What This Means for ERP Insiders
- The migration decision and the security posture are the same conversation. The June patch cycle’s CVSS 9.9 SAML flaw and CVSS 9.8 unauthenticated ABAP kernel vulnerability apply to every SAP estate regardless of migration status. SAP ECC on third-party support, SAP S/4HANA in the cloud, and live systems that haven’t been optimized in years all share the same authentication attack surface. Choosing when to migrate does not defer the security obligation.
- Sequencing a factory expansion before an ERP migration is a legitimate strategic decision. Lwart’s approach—cutting support costs 50% through Rimini Street while a 50%-capacity factory expansion completes—is a model for any capital-intensive business where operational continuity outranks ERP modernization on the risk register. Third-party support buys time; the question is whether the organization uses that time productively.
- Greenfield migration eliminates legacy debt but requires upfront discipline. Victrola’s 94% P&L reporting reduction and 250+ hours of eliminated finance work came directly from the decision to migrate with no historical data and strip out legacy customizations via fit-to-standard workshops. The clean foundation is what made the AI strategy possible. Organizations that migrate customization-for-customization rarely get those results.
- The “prove value first” argument has a price tag attached. Reveal USA’s 8x guarantee model frames operational drift—processes diverging from SAP, spreadsheets multiplying, decisions moving outside the system—as a pre-migration diagnostic, not just a complaint.

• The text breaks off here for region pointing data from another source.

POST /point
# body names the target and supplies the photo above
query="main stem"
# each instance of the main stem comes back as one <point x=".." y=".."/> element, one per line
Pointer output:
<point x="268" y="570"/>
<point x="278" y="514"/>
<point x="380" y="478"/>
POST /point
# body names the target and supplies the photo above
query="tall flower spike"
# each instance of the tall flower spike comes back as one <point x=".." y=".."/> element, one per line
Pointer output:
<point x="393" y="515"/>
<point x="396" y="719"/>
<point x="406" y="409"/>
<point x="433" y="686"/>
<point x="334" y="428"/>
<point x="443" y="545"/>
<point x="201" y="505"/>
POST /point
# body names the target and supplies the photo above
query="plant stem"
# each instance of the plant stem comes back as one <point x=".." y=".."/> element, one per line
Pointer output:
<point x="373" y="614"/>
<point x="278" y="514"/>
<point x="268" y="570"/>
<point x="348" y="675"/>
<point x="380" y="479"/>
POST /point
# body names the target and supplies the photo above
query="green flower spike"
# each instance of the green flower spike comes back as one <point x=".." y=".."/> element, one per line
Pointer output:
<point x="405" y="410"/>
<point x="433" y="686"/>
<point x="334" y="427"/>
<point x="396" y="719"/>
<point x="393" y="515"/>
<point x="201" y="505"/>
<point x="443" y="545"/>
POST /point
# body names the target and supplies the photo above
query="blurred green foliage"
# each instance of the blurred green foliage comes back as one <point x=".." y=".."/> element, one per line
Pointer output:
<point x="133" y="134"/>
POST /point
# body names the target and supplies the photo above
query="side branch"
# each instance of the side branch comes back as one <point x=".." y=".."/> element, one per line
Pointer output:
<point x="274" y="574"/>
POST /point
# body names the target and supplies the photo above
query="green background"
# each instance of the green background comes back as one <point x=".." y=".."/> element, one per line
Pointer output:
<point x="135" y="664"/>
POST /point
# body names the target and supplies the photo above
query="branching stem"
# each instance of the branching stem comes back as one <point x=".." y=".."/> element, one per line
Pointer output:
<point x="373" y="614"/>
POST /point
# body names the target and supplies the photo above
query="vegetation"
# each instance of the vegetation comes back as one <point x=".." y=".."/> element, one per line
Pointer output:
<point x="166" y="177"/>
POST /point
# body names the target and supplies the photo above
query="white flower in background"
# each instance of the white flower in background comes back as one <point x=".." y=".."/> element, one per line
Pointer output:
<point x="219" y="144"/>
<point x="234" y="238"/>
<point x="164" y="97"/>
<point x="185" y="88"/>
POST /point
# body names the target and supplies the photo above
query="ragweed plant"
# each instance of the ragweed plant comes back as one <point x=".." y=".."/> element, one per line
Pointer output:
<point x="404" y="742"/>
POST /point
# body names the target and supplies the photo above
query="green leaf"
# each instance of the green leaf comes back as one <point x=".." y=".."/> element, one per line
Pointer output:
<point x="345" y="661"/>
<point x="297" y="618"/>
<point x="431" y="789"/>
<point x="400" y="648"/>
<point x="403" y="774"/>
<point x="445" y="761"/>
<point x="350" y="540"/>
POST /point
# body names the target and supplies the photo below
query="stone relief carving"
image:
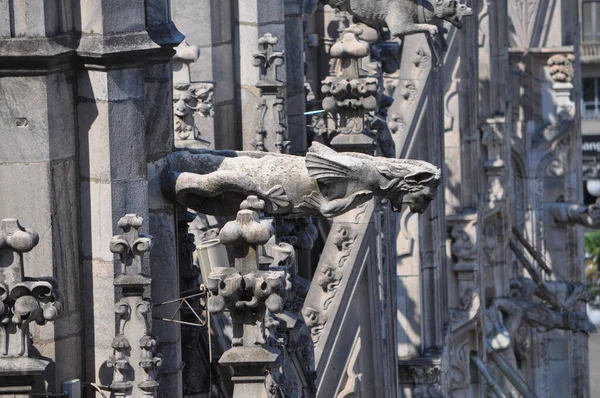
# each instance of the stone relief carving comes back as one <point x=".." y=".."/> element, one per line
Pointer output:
<point x="134" y="356"/>
<point x="190" y="99"/>
<point x="352" y="380"/>
<point x="272" y="96"/>
<point x="560" y="67"/>
<point x="22" y="300"/>
<point x="329" y="277"/>
<point x="325" y="182"/>
<point x="494" y="165"/>
<point x="262" y="300"/>
<point x="405" y="17"/>
<point x="351" y="97"/>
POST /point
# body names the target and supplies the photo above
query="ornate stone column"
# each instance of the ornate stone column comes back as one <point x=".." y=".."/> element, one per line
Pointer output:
<point x="23" y="300"/>
<point x="271" y="133"/>
<point x="251" y="293"/>
<point x="133" y="360"/>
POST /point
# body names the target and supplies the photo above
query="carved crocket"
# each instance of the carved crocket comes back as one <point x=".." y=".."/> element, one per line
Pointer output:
<point x="322" y="183"/>
<point x="404" y="17"/>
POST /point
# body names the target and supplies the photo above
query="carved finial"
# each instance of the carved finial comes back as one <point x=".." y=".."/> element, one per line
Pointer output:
<point x="134" y="364"/>
<point x="22" y="300"/>
<point x="14" y="236"/>
<point x="266" y="58"/>
<point x="350" y="50"/>
<point x="131" y="246"/>
<point x="186" y="53"/>
<point x="245" y="290"/>
<point x="561" y="67"/>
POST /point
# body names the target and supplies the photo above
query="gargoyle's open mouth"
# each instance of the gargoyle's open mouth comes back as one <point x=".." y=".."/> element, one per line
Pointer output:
<point x="456" y="22"/>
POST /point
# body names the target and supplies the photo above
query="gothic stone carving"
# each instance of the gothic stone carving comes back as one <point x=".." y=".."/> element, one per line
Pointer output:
<point x="22" y="300"/>
<point x="325" y="182"/>
<point x="561" y="67"/>
<point x="134" y="358"/>
<point x="405" y="17"/>
<point x="567" y="213"/>
<point x="272" y="94"/>
<point x="190" y="99"/>
<point x="329" y="277"/>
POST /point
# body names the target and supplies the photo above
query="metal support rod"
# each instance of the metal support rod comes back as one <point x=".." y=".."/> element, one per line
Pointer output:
<point x="535" y="275"/>
<point x="488" y="378"/>
<point x="511" y="374"/>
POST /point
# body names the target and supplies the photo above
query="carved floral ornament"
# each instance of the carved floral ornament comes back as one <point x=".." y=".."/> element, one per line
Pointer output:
<point x="560" y="67"/>
<point x="133" y="362"/>
<point x="404" y="17"/>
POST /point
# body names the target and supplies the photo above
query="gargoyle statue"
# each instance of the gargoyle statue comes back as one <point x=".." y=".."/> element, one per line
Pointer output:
<point x="405" y="17"/>
<point x="324" y="183"/>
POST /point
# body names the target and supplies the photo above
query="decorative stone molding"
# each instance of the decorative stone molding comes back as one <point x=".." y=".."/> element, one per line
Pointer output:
<point x="404" y="17"/>
<point x="189" y="100"/>
<point x="134" y="359"/>
<point x="216" y="182"/>
<point x="560" y="67"/>
<point x="267" y="59"/>
<point x="252" y="295"/>
<point x="350" y="96"/>
<point x="572" y="213"/>
<point x="464" y="253"/>
<point x="423" y="375"/>
<point x="272" y="96"/>
<point x="493" y="141"/>
<point x="329" y="277"/>
<point x="22" y="300"/>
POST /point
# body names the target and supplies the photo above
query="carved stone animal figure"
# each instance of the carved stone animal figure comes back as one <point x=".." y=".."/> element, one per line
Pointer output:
<point x="325" y="182"/>
<point x="405" y="17"/>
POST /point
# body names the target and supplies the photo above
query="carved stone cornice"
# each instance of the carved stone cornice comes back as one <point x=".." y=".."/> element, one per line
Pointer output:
<point x="420" y="371"/>
<point x="573" y="213"/>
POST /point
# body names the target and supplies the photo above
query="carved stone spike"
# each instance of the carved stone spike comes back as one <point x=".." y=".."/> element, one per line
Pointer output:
<point x="134" y="356"/>
<point x="22" y="300"/>
<point x="404" y="17"/>
<point x="216" y="182"/>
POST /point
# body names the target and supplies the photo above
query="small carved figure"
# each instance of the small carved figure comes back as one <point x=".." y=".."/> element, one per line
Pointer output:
<point x="325" y="182"/>
<point x="405" y="17"/>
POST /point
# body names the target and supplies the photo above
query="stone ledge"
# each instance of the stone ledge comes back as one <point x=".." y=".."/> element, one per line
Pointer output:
<point x="44" y="55"/>
<point x="22" y="366"/>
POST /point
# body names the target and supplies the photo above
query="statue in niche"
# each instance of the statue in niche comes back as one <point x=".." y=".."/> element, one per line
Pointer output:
<point x="405" y="17"/>
<point x="324" y="183"/>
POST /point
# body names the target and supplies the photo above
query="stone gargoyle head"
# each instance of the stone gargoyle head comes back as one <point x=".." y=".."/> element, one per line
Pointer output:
<point x="324" y="182"/>
<point x="416" y="189"/>
<point x="451" y="11"/>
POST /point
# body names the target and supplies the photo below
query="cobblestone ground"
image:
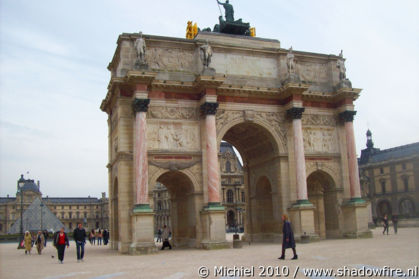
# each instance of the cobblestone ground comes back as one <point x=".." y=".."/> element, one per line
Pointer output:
<point x="395" y="251"/>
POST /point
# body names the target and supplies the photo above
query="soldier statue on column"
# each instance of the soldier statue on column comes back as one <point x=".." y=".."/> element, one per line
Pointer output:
<point x="140" y="47"/>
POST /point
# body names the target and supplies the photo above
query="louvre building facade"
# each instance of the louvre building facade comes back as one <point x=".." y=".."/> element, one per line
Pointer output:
<point x="50" y="212"/>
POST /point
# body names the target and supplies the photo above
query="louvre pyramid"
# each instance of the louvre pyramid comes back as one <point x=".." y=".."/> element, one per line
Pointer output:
<point x="32" y="219"/>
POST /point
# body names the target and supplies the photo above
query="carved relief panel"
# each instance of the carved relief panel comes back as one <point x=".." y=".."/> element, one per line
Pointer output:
<point x="173" y="136"/>
<point x="323" y="140"/>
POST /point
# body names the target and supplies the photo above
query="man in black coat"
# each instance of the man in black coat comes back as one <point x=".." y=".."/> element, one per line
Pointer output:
<point x="79" y="235"/>
<point x="288" y="240"/>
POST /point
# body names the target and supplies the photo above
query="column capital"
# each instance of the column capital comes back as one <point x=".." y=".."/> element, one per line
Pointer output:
<point x="140" y="105"/>
<point x="295" y="113"/>
<point x="347" y="115"/>
<point x="209" y="108"/>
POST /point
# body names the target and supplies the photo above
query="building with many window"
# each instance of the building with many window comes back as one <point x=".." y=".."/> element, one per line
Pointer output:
<point x="233" y="196"/>
<point x="390" y="179"/>
<point x="232" y="186"/>
<point x="91" y="211"/>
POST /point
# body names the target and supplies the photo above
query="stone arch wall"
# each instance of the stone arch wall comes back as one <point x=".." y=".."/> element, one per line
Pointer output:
<point x="273" y="122"/>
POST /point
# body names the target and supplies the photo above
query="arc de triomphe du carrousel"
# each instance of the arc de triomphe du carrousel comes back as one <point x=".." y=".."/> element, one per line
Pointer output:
<point x="170" y="103"/>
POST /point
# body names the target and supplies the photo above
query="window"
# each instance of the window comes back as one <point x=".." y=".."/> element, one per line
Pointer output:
<point x="229" y="196"/>
<point x="383" y="186"/>
<point x="406" y="183"/>
<point x="228" y="166"/>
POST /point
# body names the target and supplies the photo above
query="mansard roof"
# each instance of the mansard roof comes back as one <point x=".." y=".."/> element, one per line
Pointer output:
<point x="74" y="200"/>
<point x="32" y="219"/>
<point x="7" y="200"/>
<point x="395" y="153"/>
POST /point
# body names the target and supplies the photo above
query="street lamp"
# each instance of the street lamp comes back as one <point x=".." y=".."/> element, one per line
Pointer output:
<point x="42" y="207"/>
<point x="20" y="184"/>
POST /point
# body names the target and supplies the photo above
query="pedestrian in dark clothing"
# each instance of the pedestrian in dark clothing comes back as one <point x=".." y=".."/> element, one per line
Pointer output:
<point x="395" y="220"/>
<point x="60" y="241"/>
<point x="287" y="238"/>
<point x="99" y="237"/>
<point x="79" y="235"/>
<point x="105" y="237"/>
<point x="385" y="224"/>
<point x="165" y="236"/>
<point x="92" y="237"/>
<point x="45" y="238"/>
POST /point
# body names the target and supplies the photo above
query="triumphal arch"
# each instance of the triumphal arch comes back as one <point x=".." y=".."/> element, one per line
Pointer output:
<point x="171" y="102"/>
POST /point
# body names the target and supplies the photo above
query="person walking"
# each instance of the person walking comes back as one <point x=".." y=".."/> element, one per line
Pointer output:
<point x="99" y="237"/>
<point x="165" y="236"/>
<point x="28" y="242"/>
<point x="92" y="237"/>
<point x="39" y="242"/>
<point x="45" y="233"/>
<point x="288" y="240"/>
<point x="159" y="235"/>
<point x="60" y="242"/>
<point x="79" y="235"/>
<point x="385" y="224"/>
<point x="395" y="220"/>
<point x="105" y="237"/>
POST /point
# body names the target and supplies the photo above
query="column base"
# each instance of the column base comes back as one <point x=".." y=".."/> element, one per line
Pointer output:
<point x="213" y="227"/>
<point x="142" y="230"/>
<point x="142" y="208"/>
<point x="302" y="218"/>
<point x="355" y="216"/>
<point x="142" y="248"/>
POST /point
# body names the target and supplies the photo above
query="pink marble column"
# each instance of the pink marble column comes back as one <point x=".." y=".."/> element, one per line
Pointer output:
<point x="355" y="186"/>
<point x="140" y="151"/>
<point x="213" y="167"/>
<point x="300" y="164"/>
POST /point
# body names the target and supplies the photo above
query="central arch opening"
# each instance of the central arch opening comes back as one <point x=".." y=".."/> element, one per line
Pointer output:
<point x="255" y="203"/>
<point x="181" y="210"/>
<point x="322" y="194"/>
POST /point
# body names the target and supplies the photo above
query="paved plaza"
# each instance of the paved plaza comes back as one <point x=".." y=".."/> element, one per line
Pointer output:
<point x="395" y="251"/>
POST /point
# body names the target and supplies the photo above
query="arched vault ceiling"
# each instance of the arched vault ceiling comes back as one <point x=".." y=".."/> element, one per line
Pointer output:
<point x="252" y="141"/>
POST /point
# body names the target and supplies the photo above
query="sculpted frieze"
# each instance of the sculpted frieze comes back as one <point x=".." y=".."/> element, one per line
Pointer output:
<point x="273" y="119"/>
<point x="173" y="136"/>
<point x="170" y="59"/>
<point x="320" y="140"/>
<point x="313" y="72"/>
<point x="161" y="112"/>
<point x="223" y="117"/>
<point x="318" y="120"/>
<point x="277" y="121"/>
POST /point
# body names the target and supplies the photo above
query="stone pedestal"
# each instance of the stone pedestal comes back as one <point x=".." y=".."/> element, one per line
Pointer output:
<point x="143" y="234"/>
<point x="213" y="228"/>
<point x="302" y="220"/>
<point x="236" y="241"/>
<point x="355" y="216"/>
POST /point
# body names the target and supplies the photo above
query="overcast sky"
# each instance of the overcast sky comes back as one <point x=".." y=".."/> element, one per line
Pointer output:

The reported $1.2 billion in released working capital across Reveal USA engagements suggests the trapped value in live but underperforming SAP systems is material enough to measure before committing to transformation spend.
- The Mini Shai-Hulud supply chain attack changes the developer pipeline risk calculus. The malicious npm package in SAP Cloud Application Programming Model and MTA Build Tool, flagged by SecurityBridge and covered in Security Note 3747787, means developer environments, build pipelines, and package managers are now inside the enterprise security perimeter, not just the production ERP. Any organization with active SAP development or customization work needs to treat the build toolchain as a compliance scope item, not just an IT concern.